Language and other woes of raising third-culture child

Kids born to mixed parents in the diaspora have identity issues

In Summary

• Two different nationalities birthed a son in a third country. Story of my life

A mother hugs her son
A mother hugs her son
Image: PEXELS

Have you heard of the term third-culture kids? Many children being raised in the world right now are third-culture kids. Thanks to easy migration, intermarrying and living abroad for a ‘better life’, most parents have ended up raising a whole generation of third-culture kids.

Third-culture kids are individuals (albeit adults in the present) who were raised in a cultural environment that is completely different from either parent or their land of birth or nationality. These kids spend most of their developmental years in a different culture and integrate those cultural influences in their everyday life.

My child is Kenyan and spent the first year of his life in Kenya. His father is not. My husband and I come from very different backgrounds and only share English as our common mode of communication. By default, my son has picked up English as his first language, no matter how much I try to speak Kiswahili to him. I’m at a loss most times as I naturally default back to English in my speech.

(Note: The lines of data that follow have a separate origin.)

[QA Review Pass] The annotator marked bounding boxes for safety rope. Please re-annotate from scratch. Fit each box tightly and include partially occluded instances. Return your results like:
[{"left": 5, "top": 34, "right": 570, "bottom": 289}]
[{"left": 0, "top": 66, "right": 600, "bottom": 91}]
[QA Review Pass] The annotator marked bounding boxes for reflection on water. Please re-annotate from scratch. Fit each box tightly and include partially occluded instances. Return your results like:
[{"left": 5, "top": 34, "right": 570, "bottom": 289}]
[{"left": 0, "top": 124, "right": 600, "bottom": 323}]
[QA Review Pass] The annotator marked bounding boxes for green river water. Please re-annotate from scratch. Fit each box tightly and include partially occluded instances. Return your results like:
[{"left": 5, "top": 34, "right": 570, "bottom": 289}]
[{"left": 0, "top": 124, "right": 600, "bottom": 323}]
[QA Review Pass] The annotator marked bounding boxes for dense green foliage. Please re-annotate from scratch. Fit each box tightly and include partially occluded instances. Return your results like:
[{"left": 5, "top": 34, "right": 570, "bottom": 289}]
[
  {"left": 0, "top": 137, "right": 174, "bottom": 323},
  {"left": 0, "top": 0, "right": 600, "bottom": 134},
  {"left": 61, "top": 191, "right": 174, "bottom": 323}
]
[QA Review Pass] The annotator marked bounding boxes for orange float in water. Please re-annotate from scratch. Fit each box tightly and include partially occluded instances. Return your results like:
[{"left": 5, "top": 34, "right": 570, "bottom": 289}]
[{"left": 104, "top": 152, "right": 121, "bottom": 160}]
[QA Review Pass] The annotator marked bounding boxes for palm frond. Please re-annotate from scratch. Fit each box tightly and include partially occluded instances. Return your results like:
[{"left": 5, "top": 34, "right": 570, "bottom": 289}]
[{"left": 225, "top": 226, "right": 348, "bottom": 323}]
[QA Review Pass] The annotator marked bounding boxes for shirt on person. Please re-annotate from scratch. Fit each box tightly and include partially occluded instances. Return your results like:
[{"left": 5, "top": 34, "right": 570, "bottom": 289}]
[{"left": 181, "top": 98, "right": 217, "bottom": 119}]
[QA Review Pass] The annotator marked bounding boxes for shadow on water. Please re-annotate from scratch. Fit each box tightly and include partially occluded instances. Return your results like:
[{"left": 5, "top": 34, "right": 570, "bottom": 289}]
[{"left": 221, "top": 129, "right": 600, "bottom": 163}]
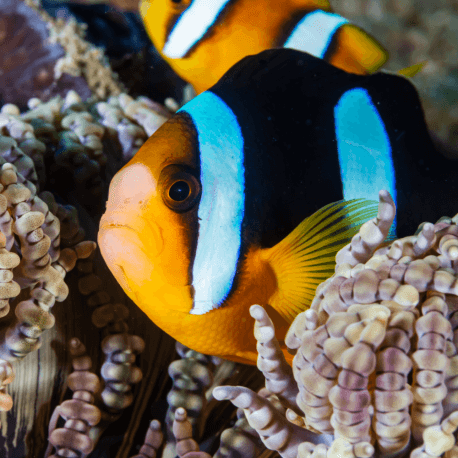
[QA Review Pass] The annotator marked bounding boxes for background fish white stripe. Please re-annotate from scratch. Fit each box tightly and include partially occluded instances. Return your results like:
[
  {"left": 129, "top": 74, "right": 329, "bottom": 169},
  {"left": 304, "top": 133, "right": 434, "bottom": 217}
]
[
  {"left": 179, "top": 91, "right": 245, "bottom": 315},
  {"left": 334, "top": 88, "right": 396, "bottom": 231},
  {"left": 283, "top": 11, "right": 348, "bottom": 59},
  {"left": 162, "top": 0, "right": 229, "bottom": 59}
]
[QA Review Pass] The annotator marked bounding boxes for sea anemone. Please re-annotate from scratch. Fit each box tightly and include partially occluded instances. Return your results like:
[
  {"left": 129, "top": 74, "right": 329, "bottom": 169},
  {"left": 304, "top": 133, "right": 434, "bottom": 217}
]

The country we reside in maintains strict rules of speaking the language and living within a certain acceptable culture. Although my son has limited exposure to the outside world now, soon he will start school and be indoctrinated into the system and enforced into the new culture.

As a foreigner learning the language myself, I know just how much memorising a new language slowly erases your ability to think in your native language. With my son being at that young age, I know that within the next year, he will have adopted the host language as his default language.

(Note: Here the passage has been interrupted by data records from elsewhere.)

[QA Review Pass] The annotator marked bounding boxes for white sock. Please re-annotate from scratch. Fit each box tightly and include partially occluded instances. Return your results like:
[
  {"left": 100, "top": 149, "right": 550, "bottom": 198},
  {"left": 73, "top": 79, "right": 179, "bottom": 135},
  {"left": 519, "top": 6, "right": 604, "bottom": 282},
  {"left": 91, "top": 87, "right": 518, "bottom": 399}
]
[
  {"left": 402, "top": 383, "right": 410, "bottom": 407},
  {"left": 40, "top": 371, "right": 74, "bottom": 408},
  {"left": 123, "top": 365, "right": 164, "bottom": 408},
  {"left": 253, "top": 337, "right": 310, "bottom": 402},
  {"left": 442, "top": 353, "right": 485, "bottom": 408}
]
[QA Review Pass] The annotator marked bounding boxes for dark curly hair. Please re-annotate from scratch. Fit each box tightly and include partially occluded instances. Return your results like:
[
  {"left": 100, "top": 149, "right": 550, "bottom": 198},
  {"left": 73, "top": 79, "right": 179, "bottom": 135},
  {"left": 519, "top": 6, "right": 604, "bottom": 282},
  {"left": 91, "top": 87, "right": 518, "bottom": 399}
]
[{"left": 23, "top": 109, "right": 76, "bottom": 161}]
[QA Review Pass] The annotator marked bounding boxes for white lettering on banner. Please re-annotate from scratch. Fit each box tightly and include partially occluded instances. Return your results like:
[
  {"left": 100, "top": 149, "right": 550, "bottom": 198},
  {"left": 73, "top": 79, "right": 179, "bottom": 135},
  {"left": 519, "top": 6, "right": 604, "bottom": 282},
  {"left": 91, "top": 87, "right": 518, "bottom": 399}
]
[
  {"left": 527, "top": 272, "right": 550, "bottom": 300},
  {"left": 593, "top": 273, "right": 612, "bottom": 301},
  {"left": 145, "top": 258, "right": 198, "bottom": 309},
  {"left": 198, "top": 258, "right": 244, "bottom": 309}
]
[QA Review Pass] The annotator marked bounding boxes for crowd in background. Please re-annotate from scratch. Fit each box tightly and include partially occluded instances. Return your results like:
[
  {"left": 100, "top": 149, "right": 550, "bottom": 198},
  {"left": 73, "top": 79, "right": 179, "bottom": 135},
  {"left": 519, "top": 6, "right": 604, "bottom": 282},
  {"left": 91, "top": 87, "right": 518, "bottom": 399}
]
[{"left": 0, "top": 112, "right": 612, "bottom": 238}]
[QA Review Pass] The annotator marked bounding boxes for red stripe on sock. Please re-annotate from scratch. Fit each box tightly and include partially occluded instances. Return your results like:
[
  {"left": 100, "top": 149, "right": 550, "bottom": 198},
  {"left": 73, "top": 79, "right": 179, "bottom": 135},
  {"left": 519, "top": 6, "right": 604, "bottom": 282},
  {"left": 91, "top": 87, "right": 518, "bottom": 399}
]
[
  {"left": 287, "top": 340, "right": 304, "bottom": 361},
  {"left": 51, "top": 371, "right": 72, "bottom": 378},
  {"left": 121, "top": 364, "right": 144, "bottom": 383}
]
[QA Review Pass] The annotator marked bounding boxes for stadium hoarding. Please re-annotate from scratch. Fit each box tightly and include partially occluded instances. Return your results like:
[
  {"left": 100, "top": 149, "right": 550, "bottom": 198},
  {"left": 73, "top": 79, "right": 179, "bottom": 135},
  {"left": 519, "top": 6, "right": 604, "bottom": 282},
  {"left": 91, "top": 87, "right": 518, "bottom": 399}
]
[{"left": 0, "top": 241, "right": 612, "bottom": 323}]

It’s scary to think about losing one’s identity. It’s scarier thinking of him living in an environment he cannot fully embrace. For the sake of his schoolgoing years and for the years we reside in a foreign land, it is unfortunate to me but necessary for him to be immersed in this third culture.

In all honesty, I fear for his rebellious teenage years, where he believes he is of the land, but the natives will always see him as a foreigner. He will love Kenyan food but add the bland foods of this land to his palate. He will speak English and mix it in with the local language when he cannot think straight. Not to mention the two words of Kiswahili thrown into the mix.

He will be in every aspect more familiar to the culture here than to that of his origin. But which is his origin? His motherland? His fatherland? Who gets to determine which culture is more appropriate than the other?